A l’évocation du récit de la militante, une source policière contactée par 20 Minutes se montre choquée des libertés prises par le médecin : « il est là uniquement dans l’intérêt du gardé à vue. Et à aucun moment, il n’a à lui demander de se mettre nu. Ça ressemble aux fouilles intégrales que l’on fait passer aux “mules” dans des affaires de trafic de drogue. Or, dans ce contexte-là, ça n’a absolument pas lieu d’être ». Et de préciser : « tous les examens médicaux doivent avoir lieu dans une pièce fermée sans vitre pour respecter l’intimité du gardé à vue » (...)

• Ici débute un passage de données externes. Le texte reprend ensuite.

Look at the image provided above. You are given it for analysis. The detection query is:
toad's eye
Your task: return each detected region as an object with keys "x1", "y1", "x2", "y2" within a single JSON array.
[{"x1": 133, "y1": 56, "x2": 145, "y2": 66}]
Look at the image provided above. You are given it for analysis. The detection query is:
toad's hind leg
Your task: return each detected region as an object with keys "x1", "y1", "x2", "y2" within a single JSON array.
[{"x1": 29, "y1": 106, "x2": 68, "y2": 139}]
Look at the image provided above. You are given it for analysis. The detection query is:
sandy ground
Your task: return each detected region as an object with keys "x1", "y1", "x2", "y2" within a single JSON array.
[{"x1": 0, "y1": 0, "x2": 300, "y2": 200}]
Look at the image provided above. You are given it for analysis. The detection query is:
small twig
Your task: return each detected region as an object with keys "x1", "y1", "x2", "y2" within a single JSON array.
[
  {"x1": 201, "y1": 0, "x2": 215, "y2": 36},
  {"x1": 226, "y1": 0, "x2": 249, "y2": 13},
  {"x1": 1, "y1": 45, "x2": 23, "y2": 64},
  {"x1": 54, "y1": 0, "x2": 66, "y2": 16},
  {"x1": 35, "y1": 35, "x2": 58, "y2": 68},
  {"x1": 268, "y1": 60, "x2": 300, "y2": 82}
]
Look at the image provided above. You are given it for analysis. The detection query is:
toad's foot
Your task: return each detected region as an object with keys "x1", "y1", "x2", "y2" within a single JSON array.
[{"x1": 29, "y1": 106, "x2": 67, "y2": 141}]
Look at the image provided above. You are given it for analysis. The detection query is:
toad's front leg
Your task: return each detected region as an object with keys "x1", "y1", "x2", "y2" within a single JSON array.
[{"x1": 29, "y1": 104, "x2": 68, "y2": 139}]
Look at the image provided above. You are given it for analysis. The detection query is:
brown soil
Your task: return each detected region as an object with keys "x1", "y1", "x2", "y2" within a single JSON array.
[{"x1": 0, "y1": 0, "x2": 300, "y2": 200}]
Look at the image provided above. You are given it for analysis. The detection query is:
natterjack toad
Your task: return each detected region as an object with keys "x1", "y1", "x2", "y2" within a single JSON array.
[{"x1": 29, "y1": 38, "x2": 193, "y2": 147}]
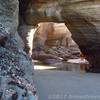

« Je n’ai pas compris ce qu’il se passait. Je n’avais plus d’énergie, je me sentais totalement vidée. J’ai été invitée à sortir, sans être notifiée de la fin de ma garde à vue », détaille-t-elle.
« Un paquet de tune » grâce aux militants écolo

Soulagée de pouvoir enfin respirer l’air frais du dehors après plusieurs heures enfermées dans la cellule du commissariat, Iris reste quelques minutes devant le bâtiment, le temps que des proches viennent la chercher. A peine le temps de quelques embrassades, et c’est alors qu’elle entend derrière elle une voix qu’elle ne connaît désormais que trop bien. « Quelques minutes après moi, le médecin est sorti lui aussi, et il s’est dirigé vers nous, se souvient-elle. Il était tout souriant. Il nous a dit qu’il fallait qu’on fasse ça plus souvent le vendredi, parce que grâce à nous, il s’était fait un paquet de tunes ». 57,60 euros l’acte, contre ontre 26,50 euros pour une consultation de médecine générale. Une différence non négligeable, surtout quand on en fait dix dans l’après-midi… (...)

Le médecin parti, Iris commence à questionner timidement les autres jeunes femmes qui se trouvaient avec elle dans la cellule. « Je leur ai demandé si à elles aussi, le médecin leur avait ordonné de se déshabiller intégralement. Elles m’ont répondu que non et semblaient surprises par ma question ».

La jeune femme explique que c’est seulement à ce moment-là qu’elle réalise la gravité de ce qu’elle vient de subir. (...)

Le fonctionnement opaque des unités mobile

Contactés par 20 Minutes, la préfecture de police de Paris ainsi que le parquet de Paris ont affirmé qu’il ne leur était pas possible de retrouver l’identité du médecin. (...)

Iris a, de son côté, via son avocat, fait une demande de copie de son dossier auprès du procureur de la République pour tenter d’obtenir le nom du médecin qui l’a reçue. Même si une source policière précise à 20 Minutes qu’il n’est « pas sûr qu’il ait été noté » sur le procès-verbal établi ce jour-là. La militante a également fait une saisine en ligne auprès de l’IGPN.